Democrats have reacted to the decision with a blistering attack on the GOP’s anti-abortion crusade. Republicans have once again tried to change the subject, sometimes for comical effect – as South Carolina Senator and GOP presidential candidate Tim Scott did twice this week when dodging questions about whether he supports the ban.
But access to mifepristone (which, in many cases, is the same as access to abortion) will depend on the opinion of nine unelected, democratically unreliable judges. This is also a sign of the times.
The places where the GOP’s crusade against abortion rights is making the most progress are the places where voters have the least direct influence — whether in the courts, in the hands of judges serving life terms, or in deeply red, heavily gerrymandered states, where Republican lawmakers have a virtual lock on power.
The Future of Abortion Depends on the Future of Democracy
Florida is one of those states, naturally. One of DeSantis’ most significant actions as governor was to reject the redistricting map drawn by the legislature, in favor of voting from his office.

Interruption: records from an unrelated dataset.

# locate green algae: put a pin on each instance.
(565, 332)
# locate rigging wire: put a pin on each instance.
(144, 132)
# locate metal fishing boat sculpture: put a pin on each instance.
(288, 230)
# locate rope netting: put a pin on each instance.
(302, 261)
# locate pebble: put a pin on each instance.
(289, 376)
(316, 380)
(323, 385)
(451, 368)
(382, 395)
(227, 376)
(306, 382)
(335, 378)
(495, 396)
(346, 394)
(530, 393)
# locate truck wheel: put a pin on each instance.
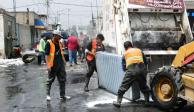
(165, 87)
(28, 58)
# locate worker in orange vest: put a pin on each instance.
(94, 46)
(55, 63)
(135, 71)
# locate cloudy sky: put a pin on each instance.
(80, 12)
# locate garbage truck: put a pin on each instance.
(160, 28)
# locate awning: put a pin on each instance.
(39, 24)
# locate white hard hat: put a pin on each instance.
(57, 32)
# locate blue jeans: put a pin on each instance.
(72, 56)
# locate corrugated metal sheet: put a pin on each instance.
(110, 74)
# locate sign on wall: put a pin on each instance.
(168, 4)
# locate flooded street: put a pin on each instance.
(23, 90)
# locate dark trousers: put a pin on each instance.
(61, 76)
(91, 69)
(135, 72)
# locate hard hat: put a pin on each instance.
(57, 32)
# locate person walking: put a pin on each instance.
(72, 43)
(94, 46)
(41, 48)
(55, 64)
(81, 50)
(135, 71)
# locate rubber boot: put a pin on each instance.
(118, 102)
(86, 85)
(146, 96)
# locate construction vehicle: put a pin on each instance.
(159, 28)
(172, 86)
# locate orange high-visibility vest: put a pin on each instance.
(133, 55)
(89, 56)
(51, 56)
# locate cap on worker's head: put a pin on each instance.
(127, 44)
(100, 36)
(56, 32)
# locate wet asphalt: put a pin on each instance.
(22, 89)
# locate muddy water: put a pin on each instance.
(23, 90)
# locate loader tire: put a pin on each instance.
(165, 87)
(28, 58)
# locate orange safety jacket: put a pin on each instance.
(51, 56)
(133, 55)
(89, 56)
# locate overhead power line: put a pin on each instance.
(27, 5)
(79, 5)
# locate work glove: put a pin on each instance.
(49, 70)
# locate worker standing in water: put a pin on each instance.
(135, 71)
(94, 46)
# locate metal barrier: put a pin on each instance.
(110, 74)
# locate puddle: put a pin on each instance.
(13, 91)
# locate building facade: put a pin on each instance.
(7, 34)
(190, 9)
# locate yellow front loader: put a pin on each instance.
(173, 86)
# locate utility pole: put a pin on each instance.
(47, 10)
(14, 7)
(68, 10)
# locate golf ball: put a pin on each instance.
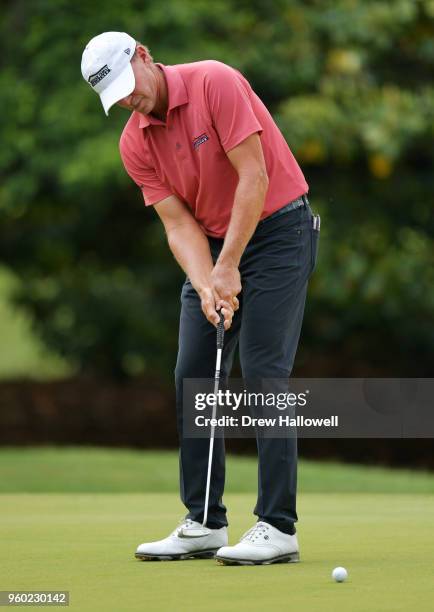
(339, 574)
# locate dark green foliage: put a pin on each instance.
(350, 84)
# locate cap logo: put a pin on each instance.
(94, 79)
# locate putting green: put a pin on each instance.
(85, 543)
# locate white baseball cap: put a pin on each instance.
(106, 66)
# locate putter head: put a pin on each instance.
(194, 532)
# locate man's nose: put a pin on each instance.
(126, 100)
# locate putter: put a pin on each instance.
(199, 532)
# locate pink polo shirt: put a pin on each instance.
(211, 110)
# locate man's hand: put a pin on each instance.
(211, 303)
(226, 283)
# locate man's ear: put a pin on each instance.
(142, 53)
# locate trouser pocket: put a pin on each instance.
(315, 230)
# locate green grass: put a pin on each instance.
(85, 543)
(71, 518)
(96, 470)
(23, 355)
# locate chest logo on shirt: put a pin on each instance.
(200, 140)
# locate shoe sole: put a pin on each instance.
(200, 554)
(291, 558)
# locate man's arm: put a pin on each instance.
(191, 249)
(248, 160)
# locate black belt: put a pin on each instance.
(298, 203)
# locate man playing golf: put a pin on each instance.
(209, 158)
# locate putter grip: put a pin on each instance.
(220, 331)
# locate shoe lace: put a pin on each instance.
(257, 531)
(183, 523)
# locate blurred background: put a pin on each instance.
(89, 292)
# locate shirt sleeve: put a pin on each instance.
(229, 100)
(153, 189)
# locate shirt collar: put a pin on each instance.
(176, 90)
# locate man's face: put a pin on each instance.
(144, 97)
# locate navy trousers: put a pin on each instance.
(275, 268)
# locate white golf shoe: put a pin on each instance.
(261, 545)
(181, 545)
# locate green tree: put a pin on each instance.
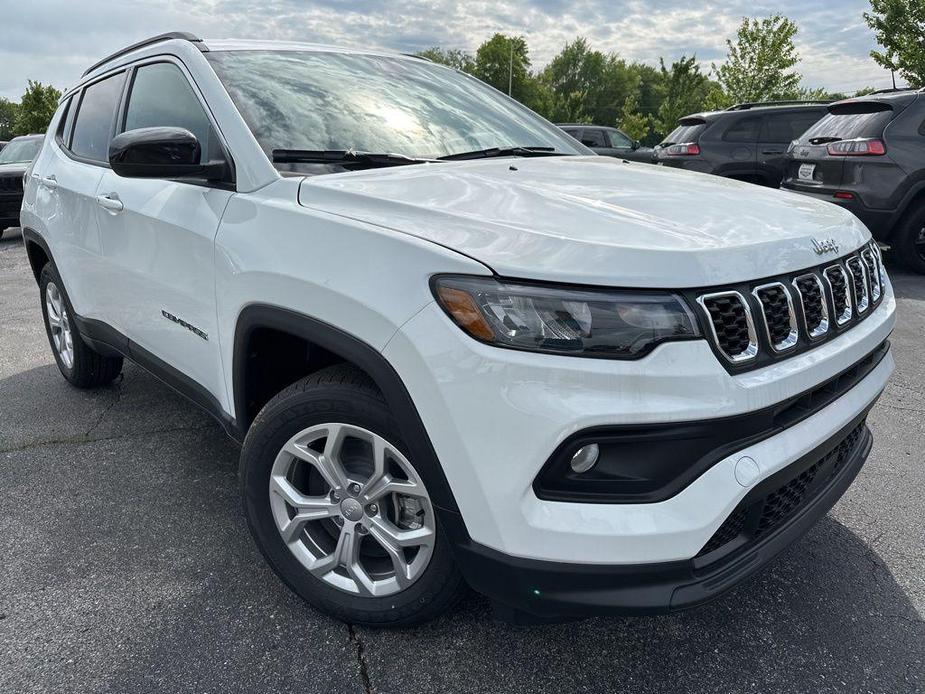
(899, 26)
(759, 65)
(36, 108)
(684, 87)
(588, 85)
(632, 122)
(503, 62)
(8, 110)
(457, 59)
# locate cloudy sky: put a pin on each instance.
(53, 41)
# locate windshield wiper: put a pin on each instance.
(504, 152)
(341, 157)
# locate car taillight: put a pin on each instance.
(861, 147)
(686, 150)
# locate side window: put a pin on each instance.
(618, 139)
(593, 138)
(67, 120)
(162, 96)
(744, 130)
(95, 116)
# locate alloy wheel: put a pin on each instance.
(59, 324)
(351, 508)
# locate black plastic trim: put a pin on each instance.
(363, 356)
(688, 449)
(533, 591)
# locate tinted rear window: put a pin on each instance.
(688, 130)
(852, 120)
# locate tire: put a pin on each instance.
(910, 239)
(82, 366)
(341, 404)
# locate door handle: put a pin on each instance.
(110, 202)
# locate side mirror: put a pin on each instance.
(162, 153)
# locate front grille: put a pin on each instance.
(792, 313)
(731, 324)
(755, 517)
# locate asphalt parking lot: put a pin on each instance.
(126, 566)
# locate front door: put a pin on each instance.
(158, 235)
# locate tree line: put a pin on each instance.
(584, 85)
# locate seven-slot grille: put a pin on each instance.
(794, 312)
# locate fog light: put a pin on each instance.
(585, 458)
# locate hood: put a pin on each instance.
(594, 220)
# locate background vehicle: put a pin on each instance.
(609, 142)
(14, 160)
(457, 346)
(747, 142)
(868, 156)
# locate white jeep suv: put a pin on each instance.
(459, 349)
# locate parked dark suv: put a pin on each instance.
(609, 142)
(868, 155)
(14, 160)
(747, 142)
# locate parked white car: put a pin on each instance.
(457, 347)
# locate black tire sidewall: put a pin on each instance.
(279, 422)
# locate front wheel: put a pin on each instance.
(910, 240)
(338, 508)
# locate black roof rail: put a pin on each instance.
(183, 35)
(796, 102)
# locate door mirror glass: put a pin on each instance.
(162, 152)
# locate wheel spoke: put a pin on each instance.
(385, 531)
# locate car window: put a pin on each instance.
(20, 150)
(593, 138)
(744, 130)
(320, 100)
(618, 139)
(786, 127)
(162, 96)
(95, 116)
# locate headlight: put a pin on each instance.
(581, 322)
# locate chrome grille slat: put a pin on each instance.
(798, 311)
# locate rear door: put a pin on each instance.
(158, 235)
(810, 166)
(778, 130)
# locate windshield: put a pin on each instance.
(312, 100)
(685, 133)
(20, 151)
(846, 122)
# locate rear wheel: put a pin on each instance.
(339, 509)
(78, 362)
(910, 239)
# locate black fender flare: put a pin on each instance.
(364, 357)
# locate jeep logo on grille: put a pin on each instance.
(825, 246)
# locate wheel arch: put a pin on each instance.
(348, 348)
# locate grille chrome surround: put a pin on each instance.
(839, 287)
(859, 283)
(822, 327)
(873, 272)
(800, 310)
(790, 341)
(751, 350)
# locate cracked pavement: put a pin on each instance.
(126, 566)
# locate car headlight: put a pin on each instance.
(614, 324)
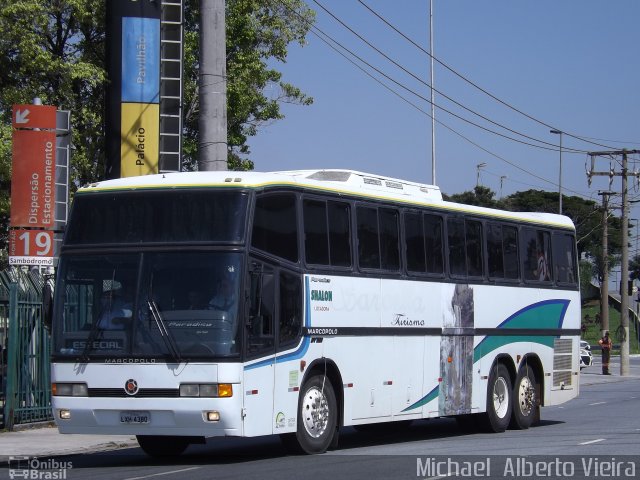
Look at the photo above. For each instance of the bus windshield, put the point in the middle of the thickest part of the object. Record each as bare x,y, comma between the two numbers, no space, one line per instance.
172,305
173,216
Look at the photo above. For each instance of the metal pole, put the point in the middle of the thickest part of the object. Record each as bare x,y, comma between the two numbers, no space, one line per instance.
560,175
624,294
212,86
604,286
558,132
433,105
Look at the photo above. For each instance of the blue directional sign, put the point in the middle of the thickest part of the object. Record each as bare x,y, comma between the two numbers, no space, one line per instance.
140,60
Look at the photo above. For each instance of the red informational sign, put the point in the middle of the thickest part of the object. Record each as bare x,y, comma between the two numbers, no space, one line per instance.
34,116
30,247
33,178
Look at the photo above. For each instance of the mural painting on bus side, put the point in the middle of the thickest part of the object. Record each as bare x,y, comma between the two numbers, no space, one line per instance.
456,350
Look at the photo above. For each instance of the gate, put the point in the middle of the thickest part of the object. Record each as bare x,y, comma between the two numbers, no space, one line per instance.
26,386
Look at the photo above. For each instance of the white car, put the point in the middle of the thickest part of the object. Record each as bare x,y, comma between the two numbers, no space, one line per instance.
586,358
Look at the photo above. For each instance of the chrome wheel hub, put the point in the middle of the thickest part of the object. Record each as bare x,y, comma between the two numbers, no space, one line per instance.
315,412
500,397
526,396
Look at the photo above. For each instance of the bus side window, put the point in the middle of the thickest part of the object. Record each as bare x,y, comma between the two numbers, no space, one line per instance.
290,309
260,338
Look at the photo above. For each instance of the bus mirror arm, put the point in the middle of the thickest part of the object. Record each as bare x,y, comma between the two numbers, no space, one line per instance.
47,304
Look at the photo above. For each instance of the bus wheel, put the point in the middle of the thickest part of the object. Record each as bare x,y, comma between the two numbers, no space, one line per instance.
525,401
499,405
161,445
317,415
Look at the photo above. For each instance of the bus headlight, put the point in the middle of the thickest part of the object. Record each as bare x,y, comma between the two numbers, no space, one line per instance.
69,390
208,390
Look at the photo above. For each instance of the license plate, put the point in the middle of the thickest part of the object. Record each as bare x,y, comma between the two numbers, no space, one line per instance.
134,417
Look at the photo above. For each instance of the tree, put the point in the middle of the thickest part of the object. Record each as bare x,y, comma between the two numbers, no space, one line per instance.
480,196
56,51
258,32
585,214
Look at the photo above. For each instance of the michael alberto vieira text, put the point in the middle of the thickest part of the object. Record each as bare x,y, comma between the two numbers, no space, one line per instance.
522,467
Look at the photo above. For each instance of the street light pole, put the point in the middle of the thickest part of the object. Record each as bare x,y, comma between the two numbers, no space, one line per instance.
478,167
558,132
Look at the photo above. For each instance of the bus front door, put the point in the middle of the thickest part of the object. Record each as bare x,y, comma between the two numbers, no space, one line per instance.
260,351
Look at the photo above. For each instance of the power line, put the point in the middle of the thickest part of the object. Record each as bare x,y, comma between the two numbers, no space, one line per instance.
417,78
462,77
320,34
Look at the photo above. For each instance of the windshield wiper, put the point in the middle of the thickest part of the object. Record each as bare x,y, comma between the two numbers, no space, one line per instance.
166,335
92,337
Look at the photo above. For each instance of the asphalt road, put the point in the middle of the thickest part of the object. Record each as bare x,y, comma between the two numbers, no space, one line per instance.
578,439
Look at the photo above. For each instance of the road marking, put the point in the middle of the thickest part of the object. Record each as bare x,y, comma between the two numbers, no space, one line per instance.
592,441
163,473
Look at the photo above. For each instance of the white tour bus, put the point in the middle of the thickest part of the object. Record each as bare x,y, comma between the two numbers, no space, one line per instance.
195,305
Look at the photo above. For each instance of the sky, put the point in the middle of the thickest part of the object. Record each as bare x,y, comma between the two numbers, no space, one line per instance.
571,64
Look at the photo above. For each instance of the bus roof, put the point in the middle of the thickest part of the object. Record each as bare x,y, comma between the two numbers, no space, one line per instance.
342,182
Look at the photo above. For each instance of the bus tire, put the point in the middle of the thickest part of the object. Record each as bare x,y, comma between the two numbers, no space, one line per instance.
317,415
162,446
525,399
499,404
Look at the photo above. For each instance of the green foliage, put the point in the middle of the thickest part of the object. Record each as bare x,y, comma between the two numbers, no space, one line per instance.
56,51
480,196
258,33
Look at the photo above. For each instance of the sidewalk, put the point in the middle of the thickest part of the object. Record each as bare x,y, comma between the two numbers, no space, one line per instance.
47,442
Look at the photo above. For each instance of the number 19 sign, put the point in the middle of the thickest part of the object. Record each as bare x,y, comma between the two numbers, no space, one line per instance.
30,247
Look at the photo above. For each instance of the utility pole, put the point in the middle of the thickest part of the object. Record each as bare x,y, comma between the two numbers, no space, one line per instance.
433,105
212,87
624,297
604,286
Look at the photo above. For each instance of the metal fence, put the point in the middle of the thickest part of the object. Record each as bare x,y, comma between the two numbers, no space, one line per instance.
26,388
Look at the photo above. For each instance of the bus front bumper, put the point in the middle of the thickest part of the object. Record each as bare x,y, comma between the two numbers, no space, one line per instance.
202,417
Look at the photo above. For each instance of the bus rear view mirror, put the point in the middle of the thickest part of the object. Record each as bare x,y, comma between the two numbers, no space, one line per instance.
47,304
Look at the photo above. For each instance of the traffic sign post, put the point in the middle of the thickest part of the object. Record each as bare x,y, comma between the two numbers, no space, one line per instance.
30,247
33,185
34,116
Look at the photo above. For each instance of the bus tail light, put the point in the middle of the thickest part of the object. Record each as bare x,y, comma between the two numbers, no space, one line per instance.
69,390
207,390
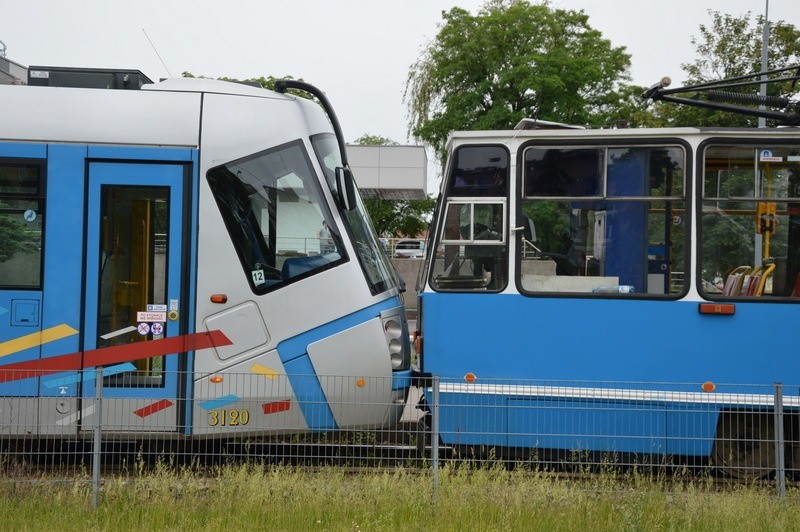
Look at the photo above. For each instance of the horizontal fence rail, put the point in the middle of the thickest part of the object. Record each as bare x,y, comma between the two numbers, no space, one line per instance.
62,424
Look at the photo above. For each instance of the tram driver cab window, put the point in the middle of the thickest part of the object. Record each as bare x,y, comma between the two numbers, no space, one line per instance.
472,252
274,210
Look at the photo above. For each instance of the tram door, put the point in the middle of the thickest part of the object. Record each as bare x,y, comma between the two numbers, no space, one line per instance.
134,283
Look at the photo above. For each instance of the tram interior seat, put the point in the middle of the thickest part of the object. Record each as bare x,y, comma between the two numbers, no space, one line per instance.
734,281
294,266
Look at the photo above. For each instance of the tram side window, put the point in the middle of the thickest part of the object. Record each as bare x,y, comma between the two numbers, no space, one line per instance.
750,227
276,216
608,220
472,252
21,223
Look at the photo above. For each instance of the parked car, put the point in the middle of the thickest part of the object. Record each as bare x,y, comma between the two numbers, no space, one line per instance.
409,248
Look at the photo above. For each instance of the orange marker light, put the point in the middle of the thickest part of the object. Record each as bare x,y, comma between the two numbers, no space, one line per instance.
722,309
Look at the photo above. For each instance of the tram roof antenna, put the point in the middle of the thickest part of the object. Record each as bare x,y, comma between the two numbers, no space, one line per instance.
157,54
717,95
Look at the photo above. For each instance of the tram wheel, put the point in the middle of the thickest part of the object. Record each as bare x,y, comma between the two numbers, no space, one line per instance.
744,447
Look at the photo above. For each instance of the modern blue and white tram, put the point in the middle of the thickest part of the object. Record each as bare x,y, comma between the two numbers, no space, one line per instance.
569,268
203,242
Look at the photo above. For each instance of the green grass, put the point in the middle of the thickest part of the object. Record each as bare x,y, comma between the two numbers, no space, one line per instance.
258,498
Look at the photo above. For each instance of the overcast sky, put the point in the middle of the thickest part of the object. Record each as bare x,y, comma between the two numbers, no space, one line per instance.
357,51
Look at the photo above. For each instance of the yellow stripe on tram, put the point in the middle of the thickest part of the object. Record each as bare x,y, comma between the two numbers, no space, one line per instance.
36,339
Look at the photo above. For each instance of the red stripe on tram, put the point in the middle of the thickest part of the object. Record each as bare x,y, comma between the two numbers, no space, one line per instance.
112,355
158,406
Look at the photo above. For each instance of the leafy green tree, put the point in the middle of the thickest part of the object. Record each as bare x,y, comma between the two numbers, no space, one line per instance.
728,47
512,60
396,218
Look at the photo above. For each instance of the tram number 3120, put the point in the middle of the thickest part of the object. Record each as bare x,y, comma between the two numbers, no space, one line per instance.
230,418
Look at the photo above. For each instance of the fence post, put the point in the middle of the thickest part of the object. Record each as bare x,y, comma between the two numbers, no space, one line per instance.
780,448
98,426
435,431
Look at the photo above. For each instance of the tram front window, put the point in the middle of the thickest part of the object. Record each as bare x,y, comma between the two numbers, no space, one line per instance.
472,250
609,220
750,226
277,217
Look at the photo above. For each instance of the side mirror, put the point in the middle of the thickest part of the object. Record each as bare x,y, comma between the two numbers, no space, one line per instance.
346,188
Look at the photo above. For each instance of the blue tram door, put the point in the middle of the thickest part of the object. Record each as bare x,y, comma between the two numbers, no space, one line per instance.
134,293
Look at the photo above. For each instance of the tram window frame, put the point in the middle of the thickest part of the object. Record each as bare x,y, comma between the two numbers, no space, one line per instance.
31,200
745,205
256,245
599,203
473,263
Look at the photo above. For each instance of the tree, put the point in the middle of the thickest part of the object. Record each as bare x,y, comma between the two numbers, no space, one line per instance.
510,61
729,47
396,217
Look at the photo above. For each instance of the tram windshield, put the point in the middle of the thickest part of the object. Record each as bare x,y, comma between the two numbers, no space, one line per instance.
376,266
277,217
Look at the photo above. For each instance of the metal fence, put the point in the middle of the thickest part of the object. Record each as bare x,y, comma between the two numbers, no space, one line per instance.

The legislative map has been gerrymandered in a way that helps Republicans. DeSantis’ map tilted the district even more in favor of the GOP, and led to an even larger GOP majority in Tallahassee. This helps explain why a six-week ban is possible in a country where, polls suggest, a majority of citizens think abortion should remain legal in most circumstances.
Here, too, the contrast with Michigan is instructive. It wasn’t just the voters’ reaction to abortion that re-elected Whitmer and allowed Democrats to take control of the state legislature for the first time in more than 40 years. It’s also a previously enacted voter initiative that turns sections over to independent commissions, undermining longstanding and heavy-handed pro-Republican gerrymandering.
Without the commission’s new map, the Michigan legislature is still under GOP control for now. And the 1931 zombie abortion ban is still on the books.
All this shows that the fight for reproductive rights, like many issues today, cannot be separated from the fight for democracy. Voters overall have no appetite for the type of abortion ban DeSantis just signed; the actions themselves make that clear. But public opinion is only important if the public can actually speak. And it doesn’t always happen.